Assigning integrations to agents
Skill and integration assignment is managed from the Agents tab, not from the Skills view:
- Open the Agents tab in the sidebar
- Select an agent (e.g. your Marketing Agent)
- Go to the agent’s Skills sub-tab
- Enable or disable individual skills and integrations for that agent
- Only enabled items are injected into that agent’s prompt
Installing Integrations
From PawzHub (In-App)
- Open the Skills tab in the sidebar
- Search or browse the PawzHub catalog
- Click Install on any integration (look for the 🟣 purple badge)
- Configure credentials in the auto-generated form
- Assign to agents via Agents → [agent] → Skills
Manual Install
Place a pawz-skill.toml file in the skills directory:
~/.paw/skills/{skill-id}/pawz-skill.toml
For example:
~/.paw/skills/notion/pawz-skill.toml
~/.paw/skills/linear/pawz-skill.toml
~/.paw/skills/stripe/pawz-skill.toml
Pawz hot-reloads the skill directory — the integration appears in the Skills tab with a purple “Integration” badge.
Uninstalling
TOML Skills: Click Uninstall in the Skills tab. This removes the skill folder from ~/.paw/skills/, cleans up stored credentials, and removes enabled state.

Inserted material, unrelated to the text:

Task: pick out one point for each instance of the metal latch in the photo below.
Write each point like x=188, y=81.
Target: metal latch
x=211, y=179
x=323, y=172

Community Packages (n8n): In the Community Browser’s Installed tab, click the delete icon on any package. Paw runs npm uninstall in the n8n data directory, restarts the engine, and refreshes the MCP bridge so stale tools are removed. A spinning “Removing…” indicator shows progress.
Creating Integrations
In-App Wizard
The Create Skill wizard in the Skills tab walks you through building an integration without writing TOML by hand:
- Basic Info — name, category, icon, description
- Credentials — add API key fields with labels and placeholders
- Instructions — write or paste agent instructions (templates available for REST APIs, CLI tools, and web scrapers)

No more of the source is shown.